The food-for-thought TV piece of the day is NPR’s Linda Holmes calling for a voluntary code of ethics for reality TV. The trigger for this call—and the increased concerns over what reality shows can do to their participants—is the suicide of Russell Armstrong. (The suspected suicide of Wade Belak is not the same thing, since he hadn’t even appeared on Battle of the Blades. Though it is another reminder that the people who sign up to appear on reality shows are sometimes emotionally fragile.) But the feeling that reality is out of control has been building for a while, because of hits like Jersey Shore that demonstrate that there’s really no upper limit on how crass these shows can get.

Now, Holmes is not calling for censorship; what she’s asking is that shows voluntarily agree to abide by certain standards. However, let’s remember that most entertainment Codes are adopted voluntarily. The Hays Code and the Comics Code were self-imposed to avoid government censorship. Even if Code non-compliance is theoretically an option, people who support that standard can have a way of applying pressure to the companies that don’t adhere to it—and with a seal of Code compliance, everyone knows exactly who the offenders are and where to apply the pressure. So while this proposal wouldn’t kill Jersey Shore, it might make Jersey Shore more of a pariah, more of an object of scorn—right now, with no absolute standards in place, you can’t prove it’s worse than other reality shows. The existence of a Code would be a bill of good health for some shows and a scarlet letter for others.
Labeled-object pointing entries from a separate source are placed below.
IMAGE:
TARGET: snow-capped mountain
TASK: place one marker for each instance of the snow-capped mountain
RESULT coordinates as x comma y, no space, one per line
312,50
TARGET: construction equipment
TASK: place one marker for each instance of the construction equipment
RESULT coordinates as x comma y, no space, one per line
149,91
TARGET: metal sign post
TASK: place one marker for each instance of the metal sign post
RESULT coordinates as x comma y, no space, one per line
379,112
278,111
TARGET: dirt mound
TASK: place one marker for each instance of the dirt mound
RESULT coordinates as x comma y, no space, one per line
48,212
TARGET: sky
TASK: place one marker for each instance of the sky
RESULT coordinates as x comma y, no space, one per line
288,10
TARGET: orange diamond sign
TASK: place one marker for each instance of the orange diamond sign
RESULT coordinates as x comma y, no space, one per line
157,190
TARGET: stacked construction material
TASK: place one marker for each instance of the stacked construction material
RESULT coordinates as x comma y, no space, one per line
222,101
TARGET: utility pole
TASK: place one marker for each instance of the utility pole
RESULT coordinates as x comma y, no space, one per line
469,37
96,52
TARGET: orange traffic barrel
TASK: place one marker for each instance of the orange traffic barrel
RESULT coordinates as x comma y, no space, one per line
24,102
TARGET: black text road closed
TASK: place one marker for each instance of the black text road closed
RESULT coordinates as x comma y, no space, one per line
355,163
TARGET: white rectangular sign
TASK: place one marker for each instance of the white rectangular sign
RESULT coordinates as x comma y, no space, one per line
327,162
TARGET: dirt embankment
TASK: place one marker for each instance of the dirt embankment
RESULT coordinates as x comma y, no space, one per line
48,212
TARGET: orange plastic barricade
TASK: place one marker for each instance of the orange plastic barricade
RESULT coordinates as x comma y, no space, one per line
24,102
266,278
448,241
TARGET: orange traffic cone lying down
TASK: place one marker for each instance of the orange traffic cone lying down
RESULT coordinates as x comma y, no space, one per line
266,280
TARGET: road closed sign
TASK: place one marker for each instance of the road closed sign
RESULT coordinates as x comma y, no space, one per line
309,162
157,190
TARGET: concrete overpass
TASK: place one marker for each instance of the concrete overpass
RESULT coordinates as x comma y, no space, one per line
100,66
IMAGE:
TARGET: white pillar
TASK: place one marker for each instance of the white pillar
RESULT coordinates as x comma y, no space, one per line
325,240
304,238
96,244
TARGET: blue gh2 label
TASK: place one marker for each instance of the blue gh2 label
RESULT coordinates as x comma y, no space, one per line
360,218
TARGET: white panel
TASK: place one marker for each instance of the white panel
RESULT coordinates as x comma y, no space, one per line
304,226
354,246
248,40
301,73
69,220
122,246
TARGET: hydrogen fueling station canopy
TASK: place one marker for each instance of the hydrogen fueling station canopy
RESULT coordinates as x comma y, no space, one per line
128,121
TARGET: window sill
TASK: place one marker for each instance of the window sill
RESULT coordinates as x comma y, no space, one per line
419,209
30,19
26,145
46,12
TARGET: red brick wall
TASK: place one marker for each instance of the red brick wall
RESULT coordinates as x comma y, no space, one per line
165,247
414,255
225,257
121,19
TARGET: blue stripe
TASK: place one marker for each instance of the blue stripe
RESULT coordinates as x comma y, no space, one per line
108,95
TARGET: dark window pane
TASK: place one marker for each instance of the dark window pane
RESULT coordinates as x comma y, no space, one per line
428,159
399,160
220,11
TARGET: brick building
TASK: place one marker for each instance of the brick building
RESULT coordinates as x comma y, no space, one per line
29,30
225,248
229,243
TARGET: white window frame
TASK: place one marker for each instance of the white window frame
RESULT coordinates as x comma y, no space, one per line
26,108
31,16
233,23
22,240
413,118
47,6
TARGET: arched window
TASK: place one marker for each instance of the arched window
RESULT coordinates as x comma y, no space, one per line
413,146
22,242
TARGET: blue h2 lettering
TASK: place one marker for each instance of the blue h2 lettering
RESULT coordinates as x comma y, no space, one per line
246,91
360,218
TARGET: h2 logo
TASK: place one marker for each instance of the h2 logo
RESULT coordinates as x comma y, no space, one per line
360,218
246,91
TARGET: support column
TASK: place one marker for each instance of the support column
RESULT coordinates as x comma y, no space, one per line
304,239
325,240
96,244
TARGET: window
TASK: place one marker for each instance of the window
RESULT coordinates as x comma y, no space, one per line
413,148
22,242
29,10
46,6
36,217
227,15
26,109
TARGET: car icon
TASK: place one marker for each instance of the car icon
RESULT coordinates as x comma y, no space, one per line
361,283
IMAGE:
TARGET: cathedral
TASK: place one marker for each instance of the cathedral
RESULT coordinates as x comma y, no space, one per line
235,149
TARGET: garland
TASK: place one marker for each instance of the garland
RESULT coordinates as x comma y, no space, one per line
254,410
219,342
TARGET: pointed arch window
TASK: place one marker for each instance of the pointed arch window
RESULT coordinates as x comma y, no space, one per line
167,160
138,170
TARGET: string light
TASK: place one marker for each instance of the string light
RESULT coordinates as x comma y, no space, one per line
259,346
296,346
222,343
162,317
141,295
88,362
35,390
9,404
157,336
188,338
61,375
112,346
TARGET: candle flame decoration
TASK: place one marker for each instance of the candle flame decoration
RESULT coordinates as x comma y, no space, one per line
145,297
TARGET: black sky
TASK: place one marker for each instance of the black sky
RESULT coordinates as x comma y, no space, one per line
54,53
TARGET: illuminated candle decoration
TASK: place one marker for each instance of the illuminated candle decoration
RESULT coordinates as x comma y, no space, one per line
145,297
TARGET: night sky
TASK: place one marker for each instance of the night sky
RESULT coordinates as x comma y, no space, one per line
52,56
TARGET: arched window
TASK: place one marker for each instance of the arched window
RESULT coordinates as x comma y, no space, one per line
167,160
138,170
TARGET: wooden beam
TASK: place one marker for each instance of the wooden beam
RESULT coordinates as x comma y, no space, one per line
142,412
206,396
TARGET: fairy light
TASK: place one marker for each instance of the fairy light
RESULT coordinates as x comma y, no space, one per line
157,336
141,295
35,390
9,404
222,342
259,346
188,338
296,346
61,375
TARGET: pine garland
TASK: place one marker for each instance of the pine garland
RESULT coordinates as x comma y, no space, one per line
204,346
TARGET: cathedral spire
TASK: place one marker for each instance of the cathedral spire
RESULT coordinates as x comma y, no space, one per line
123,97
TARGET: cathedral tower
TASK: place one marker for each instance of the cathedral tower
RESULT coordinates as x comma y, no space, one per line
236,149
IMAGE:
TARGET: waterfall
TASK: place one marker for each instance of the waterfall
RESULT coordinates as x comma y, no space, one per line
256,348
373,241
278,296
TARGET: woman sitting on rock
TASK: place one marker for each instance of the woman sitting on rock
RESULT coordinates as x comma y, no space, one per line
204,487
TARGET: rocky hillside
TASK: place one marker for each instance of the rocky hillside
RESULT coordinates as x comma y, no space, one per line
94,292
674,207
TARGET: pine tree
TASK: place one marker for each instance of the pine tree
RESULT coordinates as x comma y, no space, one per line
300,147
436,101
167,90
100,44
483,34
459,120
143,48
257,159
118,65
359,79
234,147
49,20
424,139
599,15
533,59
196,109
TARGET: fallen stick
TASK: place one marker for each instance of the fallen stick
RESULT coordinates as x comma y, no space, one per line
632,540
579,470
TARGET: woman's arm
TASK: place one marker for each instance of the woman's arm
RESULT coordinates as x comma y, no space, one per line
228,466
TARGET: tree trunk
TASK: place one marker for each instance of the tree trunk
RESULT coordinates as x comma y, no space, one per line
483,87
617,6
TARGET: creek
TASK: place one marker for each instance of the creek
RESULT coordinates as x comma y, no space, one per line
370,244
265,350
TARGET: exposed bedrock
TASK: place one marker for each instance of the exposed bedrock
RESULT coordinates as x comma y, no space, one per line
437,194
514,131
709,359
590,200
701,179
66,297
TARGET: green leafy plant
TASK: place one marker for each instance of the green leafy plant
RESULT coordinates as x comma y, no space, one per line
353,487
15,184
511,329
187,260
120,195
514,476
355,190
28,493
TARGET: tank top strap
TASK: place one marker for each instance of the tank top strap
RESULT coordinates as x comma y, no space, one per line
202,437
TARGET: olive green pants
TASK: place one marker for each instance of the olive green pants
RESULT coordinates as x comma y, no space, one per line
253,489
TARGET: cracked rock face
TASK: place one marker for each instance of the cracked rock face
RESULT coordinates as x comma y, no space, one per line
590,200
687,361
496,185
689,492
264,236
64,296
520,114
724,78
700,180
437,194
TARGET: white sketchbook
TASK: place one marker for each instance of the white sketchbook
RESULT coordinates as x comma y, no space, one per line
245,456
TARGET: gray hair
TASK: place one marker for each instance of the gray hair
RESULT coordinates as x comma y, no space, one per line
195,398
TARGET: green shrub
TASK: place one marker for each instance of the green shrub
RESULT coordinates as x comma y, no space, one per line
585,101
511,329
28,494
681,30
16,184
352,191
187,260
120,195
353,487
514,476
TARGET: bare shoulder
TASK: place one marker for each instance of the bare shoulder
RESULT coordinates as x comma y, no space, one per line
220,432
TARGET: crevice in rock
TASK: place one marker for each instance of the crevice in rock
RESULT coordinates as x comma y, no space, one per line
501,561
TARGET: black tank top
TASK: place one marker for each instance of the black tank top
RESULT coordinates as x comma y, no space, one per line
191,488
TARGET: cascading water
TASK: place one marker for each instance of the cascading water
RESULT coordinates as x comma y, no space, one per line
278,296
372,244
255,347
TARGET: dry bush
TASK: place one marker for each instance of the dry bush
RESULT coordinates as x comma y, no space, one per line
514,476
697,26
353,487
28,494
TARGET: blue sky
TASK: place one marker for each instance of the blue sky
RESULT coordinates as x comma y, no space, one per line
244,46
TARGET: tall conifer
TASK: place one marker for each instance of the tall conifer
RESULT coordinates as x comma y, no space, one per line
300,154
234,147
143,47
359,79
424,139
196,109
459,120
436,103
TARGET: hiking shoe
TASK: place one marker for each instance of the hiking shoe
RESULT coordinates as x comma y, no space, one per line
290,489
Like I said, that wouldn’t be censorship, though in the end it might lead to self-censorship. What is notable is that commenters on Holmes’s piece, so far, don’t have much to say against the potentially chilling effects of a Code. They may not all agree with what she said, but they agree that reality TV is unethical trash. Then again, comments about horror comic books in the early ’50s, if the internet existed then, might have looked the same way. Reality TV is one of those genres that inspires anger for a lot of reasons – its lack of ethics, yes, but also the fact that it’s gradually taking over many cable channels and taking time away from scripted television (particularly scripted reruns). You’re not going to find a lot of defenders of the genre, no matter how many people watch the individual shows.
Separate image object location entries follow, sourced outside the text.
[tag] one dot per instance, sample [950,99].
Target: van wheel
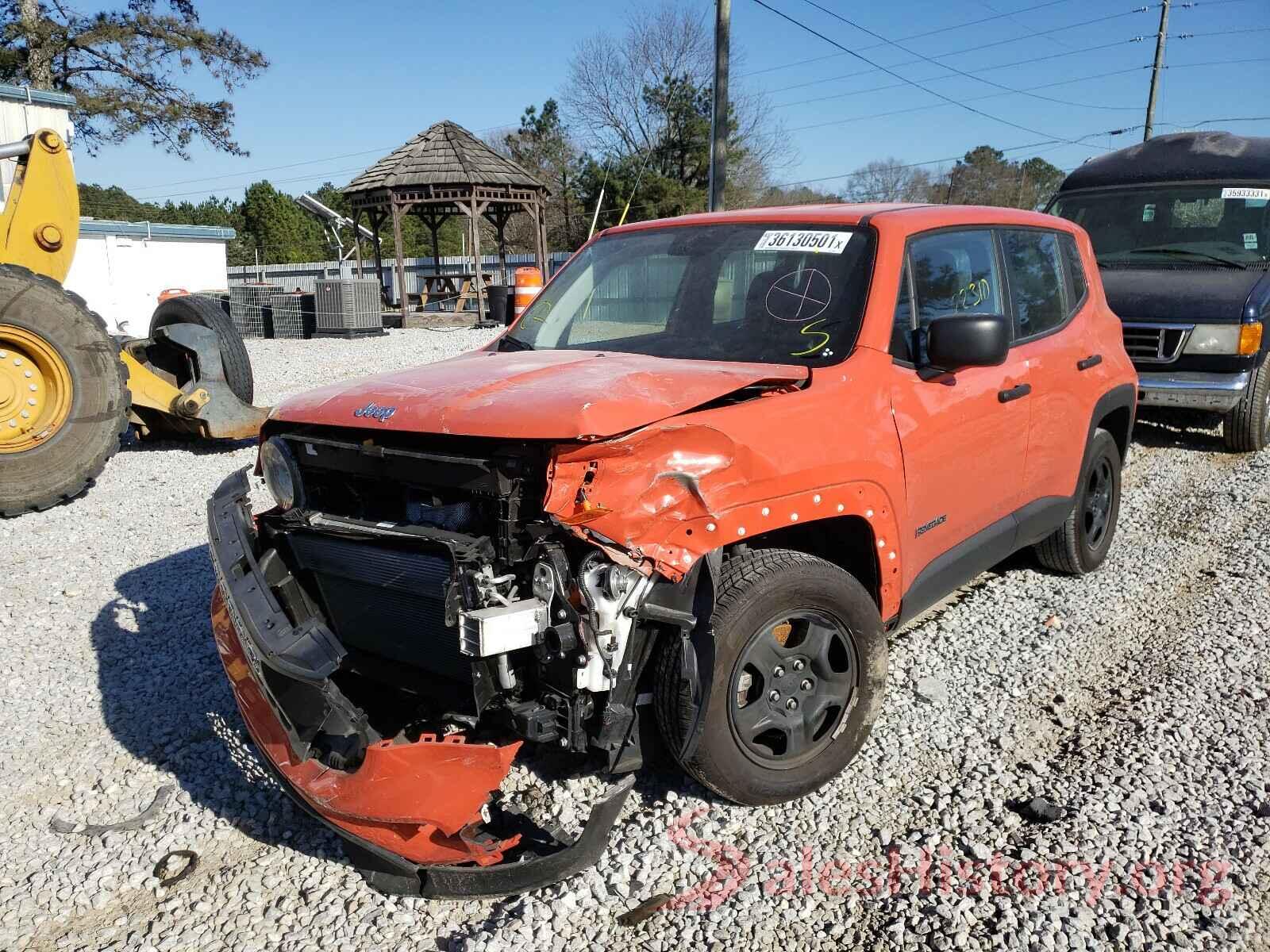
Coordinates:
[799,674]
[1246,428]
[1081,543]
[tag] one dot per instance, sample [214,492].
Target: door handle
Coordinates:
[1022,390]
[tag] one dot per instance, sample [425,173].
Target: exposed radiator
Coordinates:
[385,602]
[348,308]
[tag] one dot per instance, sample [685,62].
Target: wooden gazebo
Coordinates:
[441,173]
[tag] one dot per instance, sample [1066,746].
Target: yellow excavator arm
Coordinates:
[56,355]
[40,224]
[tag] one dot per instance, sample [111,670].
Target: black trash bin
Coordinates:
[499,304]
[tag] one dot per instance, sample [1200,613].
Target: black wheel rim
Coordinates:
[791,689]
[1099,495]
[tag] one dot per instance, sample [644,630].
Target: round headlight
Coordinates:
[281,474]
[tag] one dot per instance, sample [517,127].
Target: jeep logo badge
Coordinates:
[375,412]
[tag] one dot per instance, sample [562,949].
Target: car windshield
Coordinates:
[1208,225]
[761,294]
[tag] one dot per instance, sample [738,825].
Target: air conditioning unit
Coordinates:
[292,315]
[348,308]
[251,309]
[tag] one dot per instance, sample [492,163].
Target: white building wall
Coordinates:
[122,276]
Which means that certain ideas about ethics, morality and effect on behaviour are much more common and mainstream when it comes to reality shows. There have been calls for a voluntary code to be brought back for the content of movies, scripted television, music and (now that the Comics Code no longer exists) comic books. But you wouldn’t find most commenters on an NPR article agreeing with them. In the ’90s it was rap music that everyone – from liberals to conservatives, Fox News to NPR – seemed to be shocked about. Now it’s Reality TV.

Now, I understand that there’s a difference here: reality TV uses and exploits ordinary people for our amusement, while a scripted show or a song is a work created entirely by professionals who know what they’re getting into. And the actors on a show are not having their real lives broadcast to the world. On the other hand, the people who appear on reality shows often know what they’re getting into as well. As has been pointed out many times, many participants are exploiting the show (for fame, and the good things that come with it, which more than make up for the bad stuff in a lot of cases) as much as the show is exploiting them. And that’s not even getting into issues of exploitation (or at least over-work at long hours and low pay) for behind-the-scenes crews on some shows.

This isn’t me knocking Holmes’s list, which mostly consists of harmless and sensible standards. It’s rolling them all into a genuine code that I think might lead to some problems. Someday, if there’s a bigger scandal – and the scary thing is, there probably will be something worse than what happened to Russell Armstrong – there might be a public outcry that leads to the adoption of industry standards. But the result might be to water down the voyeuristic power that makes these shows so popular, and makes them more compelling (to many viewers) than the blander, more moral scripted fare.

Maybe that will be worth it. But I suspect the distance between regulating reality shows on cable TV (where most of these shows appear, and where government regulations mostly don’t apply) and regulating scripted cable shows is not that great. And that voluntary self-regulation of the one could lead to a similar moral code for the other.